I am wondering if there is an easy way to calculate the difference of two exponents, with different bases, without calculating the number.
If I have $a^b$ - $c^d$, where $c^{d+1} \gt a^b \ge c^d$ where $a$, $b$, $c$ and $d$ are integers.
For example (with small numbers): $16^6 - 2^{24} = 0$, while $15^7 - 2^{24} = 154082159$.
I have found that the log base conversion $d = ceil(a * log(b) / log(c))$, but I cannot figure out if or how to calculate the difference of the powers.
I have looked and cannot find anything beyond difference of squares.
Thank you.
If your two exponents ($b$ and $d$) are even, then you can consider each number in the difference to be a square and thus potentially reduce the sizes of the numbers you are working with considerably, using difference of squares factorization. Also, if both of your exponents are divisible by 3, you can consider each power to be a cube and then note $A^3-B^3 = (A - B)(A^2 + AB + B^2)$. This can similarly reduce the magnitudes of the numbers you are working with, with only a few extra operations. However, beyond that, I think the only thing you can really use is the generalization given by Theo Bendit in the comment, which will be harder and harder to be applicable as $n$ increases, because you need both $b$ and $d$ to be divisible by $n$, and furthermore, the formula involves considerably more terms to calculate as $n$ increases, whereas single powers can be computed very quickly with successive squaring.

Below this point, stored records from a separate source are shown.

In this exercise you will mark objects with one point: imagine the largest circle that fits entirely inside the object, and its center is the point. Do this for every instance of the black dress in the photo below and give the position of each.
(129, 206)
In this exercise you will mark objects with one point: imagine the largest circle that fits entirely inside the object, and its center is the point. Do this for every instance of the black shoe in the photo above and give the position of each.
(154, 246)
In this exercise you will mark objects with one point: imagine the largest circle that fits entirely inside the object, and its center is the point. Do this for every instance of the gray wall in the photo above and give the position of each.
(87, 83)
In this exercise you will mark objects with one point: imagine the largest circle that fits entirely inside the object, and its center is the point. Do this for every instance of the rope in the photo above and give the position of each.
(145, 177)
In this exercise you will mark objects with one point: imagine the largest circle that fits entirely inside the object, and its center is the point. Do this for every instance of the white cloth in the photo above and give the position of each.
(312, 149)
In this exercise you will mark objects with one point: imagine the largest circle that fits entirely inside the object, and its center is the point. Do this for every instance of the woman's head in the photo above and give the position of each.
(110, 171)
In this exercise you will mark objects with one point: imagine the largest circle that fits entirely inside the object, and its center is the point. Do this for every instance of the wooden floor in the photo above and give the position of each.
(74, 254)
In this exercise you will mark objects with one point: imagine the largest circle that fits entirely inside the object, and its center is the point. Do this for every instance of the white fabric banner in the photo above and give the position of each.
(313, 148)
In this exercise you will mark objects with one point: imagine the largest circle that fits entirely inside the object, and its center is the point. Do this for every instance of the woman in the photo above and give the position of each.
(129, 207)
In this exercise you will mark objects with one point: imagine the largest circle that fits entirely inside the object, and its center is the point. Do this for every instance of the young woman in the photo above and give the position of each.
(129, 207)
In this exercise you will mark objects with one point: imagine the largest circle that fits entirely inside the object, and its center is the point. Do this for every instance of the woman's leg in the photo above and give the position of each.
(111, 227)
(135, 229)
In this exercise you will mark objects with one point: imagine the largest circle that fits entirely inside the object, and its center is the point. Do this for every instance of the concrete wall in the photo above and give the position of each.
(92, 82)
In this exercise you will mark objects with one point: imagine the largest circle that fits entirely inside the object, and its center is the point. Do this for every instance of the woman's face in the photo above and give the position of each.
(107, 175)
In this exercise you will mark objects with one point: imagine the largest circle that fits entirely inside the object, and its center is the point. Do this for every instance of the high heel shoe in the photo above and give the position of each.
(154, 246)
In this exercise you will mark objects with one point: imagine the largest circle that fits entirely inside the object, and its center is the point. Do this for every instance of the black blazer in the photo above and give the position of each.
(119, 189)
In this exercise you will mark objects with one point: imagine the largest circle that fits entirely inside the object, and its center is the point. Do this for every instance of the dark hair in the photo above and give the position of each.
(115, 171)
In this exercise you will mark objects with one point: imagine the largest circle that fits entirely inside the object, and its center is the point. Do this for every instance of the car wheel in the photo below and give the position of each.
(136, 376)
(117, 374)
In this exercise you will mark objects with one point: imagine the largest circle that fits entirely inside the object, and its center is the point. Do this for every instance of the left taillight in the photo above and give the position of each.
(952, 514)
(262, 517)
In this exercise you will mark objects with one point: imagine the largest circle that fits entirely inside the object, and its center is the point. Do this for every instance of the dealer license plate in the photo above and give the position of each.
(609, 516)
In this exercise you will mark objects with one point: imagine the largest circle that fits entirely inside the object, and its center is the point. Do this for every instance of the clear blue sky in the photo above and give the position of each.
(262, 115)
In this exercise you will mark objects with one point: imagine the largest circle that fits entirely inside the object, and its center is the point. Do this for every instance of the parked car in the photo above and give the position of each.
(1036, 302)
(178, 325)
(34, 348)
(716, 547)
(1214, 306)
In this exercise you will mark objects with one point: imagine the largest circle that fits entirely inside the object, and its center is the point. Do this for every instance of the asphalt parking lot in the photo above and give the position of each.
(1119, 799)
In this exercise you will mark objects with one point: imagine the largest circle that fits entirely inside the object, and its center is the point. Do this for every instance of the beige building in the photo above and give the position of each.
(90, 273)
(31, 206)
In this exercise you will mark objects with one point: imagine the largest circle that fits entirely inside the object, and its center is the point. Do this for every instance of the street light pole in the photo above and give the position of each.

UPDATE: If you know your answer is pretty small, using approximations or whatever method to get a bound, then you can use the Chinese remainder theorem to arrive at your answer, simply by computing your difference of powers modulo a few rather small primes (which is easy, even for large powers, while keeping the numbers in your calculations small, by successive squaring for each power and iteratively computing and storing the remainder of each successive square modulo the prime). All you need to guarantee is that the product of primes you use is larger than the actual answer (which is why it's most beneficial when you know your answer is small magnitude).